Auch das Landgericht München I (Endurteil vom 25.06.2015, 36 S 18725/14) hat in einem ähnlichen Fall genauso argumentiert. Dort besagte die Regelung in der Teilungserklärung, dass die Instandhaltung und Instandsetzung sowie die Betriebskosten von Hausteilen, Anlagen und Einrichtungen, die im gemeinschaftlichen Eigentum stehen, deren Nutzung jedoch nur einem oder einer bestimmten Anzahl von Wohnungseigentümern zusteht, den Nutzungsberechtigten alleine obliegt. Diese Regelung ist hier mit der vorliegenden Regelung in der Gemeinschaftsordnung vergleichbar. In dem Falle des Landgerichts München I wurden die Kosten der Instandhaltung und Instandsetzung von Gemeinschaftseigentum dem Nutzungsberechtigten auferlegt, hier wurden diese Kosten angeblich einer Verwaltungseinheit auferlegt, in deren Bereich die Instandhaltungsmaßnahme erforderlich ist. Das LG München I hat hierzu ausgeführt, dass die Nutzung der Decken und Außenwände nicht nur einem einzigen Wohnungseigentümer zusteht, sondern sämtlichen Wohnungseigentümern als wesentlich für den Aufbau des Gebäudes, so dass diese Regelung nicht auf die vorliegende Konstellation anwendbar ist. Genauso kann hier argumentiert werden, dass die streitgegenständlichen Sanierungsmaßnahmen nicht nur für den Bereich der Tiefgarage durchgeführt werden, sondern für alle Bereiche und deshalb die zitierte Regelung auf S. 8 der Gemeinschaftsordnung hier nicht anwendbar ist.

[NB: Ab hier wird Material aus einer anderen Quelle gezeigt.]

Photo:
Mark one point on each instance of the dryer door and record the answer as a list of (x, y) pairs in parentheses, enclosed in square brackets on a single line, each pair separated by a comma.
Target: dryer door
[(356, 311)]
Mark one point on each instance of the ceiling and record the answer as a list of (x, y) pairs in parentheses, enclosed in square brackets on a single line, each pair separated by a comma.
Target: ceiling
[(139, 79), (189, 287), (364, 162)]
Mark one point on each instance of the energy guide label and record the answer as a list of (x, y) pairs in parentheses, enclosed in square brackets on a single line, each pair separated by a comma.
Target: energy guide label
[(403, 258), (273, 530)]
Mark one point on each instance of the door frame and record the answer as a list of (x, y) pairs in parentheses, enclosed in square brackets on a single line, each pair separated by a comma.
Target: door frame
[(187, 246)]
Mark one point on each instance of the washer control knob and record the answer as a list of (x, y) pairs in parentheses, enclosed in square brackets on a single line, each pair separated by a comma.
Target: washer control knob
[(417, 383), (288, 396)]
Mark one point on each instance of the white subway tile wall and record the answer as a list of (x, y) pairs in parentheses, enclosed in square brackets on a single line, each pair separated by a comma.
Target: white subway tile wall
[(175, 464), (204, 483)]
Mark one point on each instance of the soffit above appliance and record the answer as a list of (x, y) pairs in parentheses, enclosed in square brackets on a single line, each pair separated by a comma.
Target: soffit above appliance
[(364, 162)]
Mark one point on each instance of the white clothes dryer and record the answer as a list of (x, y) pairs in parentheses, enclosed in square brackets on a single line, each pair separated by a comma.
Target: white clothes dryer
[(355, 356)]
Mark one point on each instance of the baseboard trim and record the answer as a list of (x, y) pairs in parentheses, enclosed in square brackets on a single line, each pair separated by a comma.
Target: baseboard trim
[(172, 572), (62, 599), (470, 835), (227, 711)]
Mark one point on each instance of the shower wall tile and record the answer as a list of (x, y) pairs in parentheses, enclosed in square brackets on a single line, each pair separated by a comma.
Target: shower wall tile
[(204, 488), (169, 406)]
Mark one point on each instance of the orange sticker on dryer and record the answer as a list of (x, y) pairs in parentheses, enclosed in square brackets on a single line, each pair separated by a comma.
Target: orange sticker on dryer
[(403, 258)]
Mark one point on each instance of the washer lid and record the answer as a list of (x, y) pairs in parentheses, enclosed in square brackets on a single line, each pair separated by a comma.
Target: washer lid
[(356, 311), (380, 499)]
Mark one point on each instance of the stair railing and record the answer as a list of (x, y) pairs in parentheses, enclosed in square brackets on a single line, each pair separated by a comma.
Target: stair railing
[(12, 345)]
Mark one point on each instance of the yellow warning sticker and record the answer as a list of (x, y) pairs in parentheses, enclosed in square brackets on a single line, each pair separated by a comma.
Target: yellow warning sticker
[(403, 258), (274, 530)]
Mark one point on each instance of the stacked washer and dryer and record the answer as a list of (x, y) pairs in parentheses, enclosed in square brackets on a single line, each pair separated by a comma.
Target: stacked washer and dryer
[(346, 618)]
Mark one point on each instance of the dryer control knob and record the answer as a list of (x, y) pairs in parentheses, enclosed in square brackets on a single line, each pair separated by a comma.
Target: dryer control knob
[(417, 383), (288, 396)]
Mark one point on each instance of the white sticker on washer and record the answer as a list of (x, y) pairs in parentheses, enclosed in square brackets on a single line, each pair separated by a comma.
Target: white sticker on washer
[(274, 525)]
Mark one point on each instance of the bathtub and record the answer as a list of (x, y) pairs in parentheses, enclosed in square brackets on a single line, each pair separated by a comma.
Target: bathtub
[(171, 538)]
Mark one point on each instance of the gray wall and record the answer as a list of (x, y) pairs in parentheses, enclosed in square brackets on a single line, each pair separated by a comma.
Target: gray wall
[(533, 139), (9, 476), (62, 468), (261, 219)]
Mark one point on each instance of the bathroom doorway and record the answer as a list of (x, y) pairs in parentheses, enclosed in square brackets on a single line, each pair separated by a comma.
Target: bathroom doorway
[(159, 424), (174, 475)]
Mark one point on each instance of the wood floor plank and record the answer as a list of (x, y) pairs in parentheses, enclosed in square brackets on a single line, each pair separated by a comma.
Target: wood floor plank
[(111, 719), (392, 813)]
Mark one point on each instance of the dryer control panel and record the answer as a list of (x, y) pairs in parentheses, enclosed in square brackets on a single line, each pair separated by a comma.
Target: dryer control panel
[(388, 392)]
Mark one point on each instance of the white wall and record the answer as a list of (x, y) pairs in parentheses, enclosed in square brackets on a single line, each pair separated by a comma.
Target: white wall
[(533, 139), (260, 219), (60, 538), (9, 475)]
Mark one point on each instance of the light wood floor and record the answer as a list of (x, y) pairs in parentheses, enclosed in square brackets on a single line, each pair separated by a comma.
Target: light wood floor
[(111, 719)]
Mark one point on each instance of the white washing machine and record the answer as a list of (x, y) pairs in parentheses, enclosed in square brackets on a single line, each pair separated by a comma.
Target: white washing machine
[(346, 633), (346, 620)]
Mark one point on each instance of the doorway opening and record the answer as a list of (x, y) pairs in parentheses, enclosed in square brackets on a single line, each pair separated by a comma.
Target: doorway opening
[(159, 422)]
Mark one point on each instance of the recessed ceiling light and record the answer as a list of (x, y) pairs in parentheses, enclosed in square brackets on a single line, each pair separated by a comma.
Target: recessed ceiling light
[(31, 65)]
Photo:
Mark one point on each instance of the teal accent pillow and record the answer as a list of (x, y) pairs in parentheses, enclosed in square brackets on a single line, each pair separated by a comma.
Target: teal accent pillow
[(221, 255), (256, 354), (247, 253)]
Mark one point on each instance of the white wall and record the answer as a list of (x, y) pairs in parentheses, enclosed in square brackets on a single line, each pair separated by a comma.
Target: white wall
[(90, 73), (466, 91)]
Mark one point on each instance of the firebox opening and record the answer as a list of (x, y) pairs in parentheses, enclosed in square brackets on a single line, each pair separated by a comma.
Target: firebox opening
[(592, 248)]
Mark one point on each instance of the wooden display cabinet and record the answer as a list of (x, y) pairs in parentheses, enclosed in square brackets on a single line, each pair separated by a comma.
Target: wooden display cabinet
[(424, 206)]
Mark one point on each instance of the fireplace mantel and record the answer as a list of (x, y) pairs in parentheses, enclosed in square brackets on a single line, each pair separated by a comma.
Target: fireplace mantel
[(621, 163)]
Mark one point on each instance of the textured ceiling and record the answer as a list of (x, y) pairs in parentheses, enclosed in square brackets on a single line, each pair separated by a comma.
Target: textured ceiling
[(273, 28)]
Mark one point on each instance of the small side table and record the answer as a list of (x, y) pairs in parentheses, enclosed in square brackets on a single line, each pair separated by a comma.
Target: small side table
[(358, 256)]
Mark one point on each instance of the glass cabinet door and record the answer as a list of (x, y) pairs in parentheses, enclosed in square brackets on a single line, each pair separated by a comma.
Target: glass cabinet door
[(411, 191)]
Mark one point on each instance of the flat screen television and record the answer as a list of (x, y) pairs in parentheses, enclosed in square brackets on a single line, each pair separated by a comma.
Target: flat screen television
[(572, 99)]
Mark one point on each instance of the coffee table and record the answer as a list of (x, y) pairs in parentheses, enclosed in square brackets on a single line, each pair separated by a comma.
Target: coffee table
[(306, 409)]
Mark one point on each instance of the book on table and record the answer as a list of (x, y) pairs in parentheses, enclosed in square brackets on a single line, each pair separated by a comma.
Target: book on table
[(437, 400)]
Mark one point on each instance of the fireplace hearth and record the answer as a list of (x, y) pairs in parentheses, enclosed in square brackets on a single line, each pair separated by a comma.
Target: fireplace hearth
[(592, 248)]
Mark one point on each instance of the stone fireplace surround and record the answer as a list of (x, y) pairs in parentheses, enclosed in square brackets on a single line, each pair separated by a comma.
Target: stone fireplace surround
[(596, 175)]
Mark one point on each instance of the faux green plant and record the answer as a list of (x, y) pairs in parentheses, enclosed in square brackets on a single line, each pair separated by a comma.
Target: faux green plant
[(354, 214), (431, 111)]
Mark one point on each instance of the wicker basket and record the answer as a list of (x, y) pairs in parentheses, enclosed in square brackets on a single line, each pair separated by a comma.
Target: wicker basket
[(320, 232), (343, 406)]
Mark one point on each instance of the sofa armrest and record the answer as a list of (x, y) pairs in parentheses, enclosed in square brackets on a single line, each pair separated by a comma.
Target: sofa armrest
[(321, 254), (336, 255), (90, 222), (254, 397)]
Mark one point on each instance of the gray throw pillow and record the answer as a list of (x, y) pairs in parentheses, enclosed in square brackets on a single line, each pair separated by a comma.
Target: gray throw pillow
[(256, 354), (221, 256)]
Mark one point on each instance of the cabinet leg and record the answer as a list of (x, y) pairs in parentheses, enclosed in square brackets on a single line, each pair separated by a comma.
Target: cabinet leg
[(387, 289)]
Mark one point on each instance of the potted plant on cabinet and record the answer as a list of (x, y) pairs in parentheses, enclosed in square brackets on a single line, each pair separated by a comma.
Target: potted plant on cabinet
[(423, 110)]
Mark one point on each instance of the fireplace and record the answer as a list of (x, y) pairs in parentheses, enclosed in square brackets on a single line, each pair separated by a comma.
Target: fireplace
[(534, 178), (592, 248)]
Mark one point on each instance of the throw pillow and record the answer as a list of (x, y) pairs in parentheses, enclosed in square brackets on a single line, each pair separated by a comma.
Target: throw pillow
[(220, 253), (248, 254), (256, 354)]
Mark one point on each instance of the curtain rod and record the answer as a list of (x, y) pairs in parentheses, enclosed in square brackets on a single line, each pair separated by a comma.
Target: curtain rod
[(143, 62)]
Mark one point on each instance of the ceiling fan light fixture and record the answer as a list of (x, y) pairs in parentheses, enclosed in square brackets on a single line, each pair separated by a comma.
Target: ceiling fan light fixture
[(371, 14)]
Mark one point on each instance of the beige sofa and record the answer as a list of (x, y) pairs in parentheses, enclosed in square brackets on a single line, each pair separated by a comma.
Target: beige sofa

Für diese Auslegung der Gemeinschaftsordnung spricht auch, dass auf Blatt 4 oben der Gemeinschaftsordnung geregelt ist, dass eine Kostentrennung nur insoweit zu erfolgen habe, „soweit dies tatsächlich und rechtlich möglich ist“. Hier ist aber gerade eine Kostentrennung nicht möglich, denn die Sanierung der Tiefgarage wird nicht nur für den Bereich der Tiefgarage durchgeführt, sondern hat wegen der statischen Funktion der Tiefgarage Auswirkungen auf die anderen Wohneinheiten.
Zudem wurde auch in der Gemeinschaftsordnung Teil II Nr. 2 die Tiefgarage nicht als eigene abgetrennte Verwaltungseinheit gebildet. Dort ist nämlich geregelt, dass 9 wirtschaftlich voneinander abgetrennte Verwaltungseinheiten, nämlich die Häuser 1 plus 2, 3, 4, 5, 6, 7, 8, 9 und die Tiefgarage gebildet werden. Da mit den Häusern 1-9 bereits 9 wirtschaftlich voneinander abgetrennte Verwaltungseinheiten gebildet wurden, wurde die Tiefgarage gerade nicht als 10. Verwaltungseinheit ausgestaltet, denn ansonsten müsste in der dortigen Regelung stehen, dass 10 wirtschaftlich voneinander abgetrennte Verwaltungseinheiten gebildet werden. Damit wurde die Tiefgarage nicht als eigene Wirtschaftseinheit ausgebildet.
Aufgrunddessen muss über die Instandsetzungsmaßnahme und auch über die Kostenfolge die Gemeinschaft insgesamt beschließen, so dass die Klage als unzulässig abzuweisen war.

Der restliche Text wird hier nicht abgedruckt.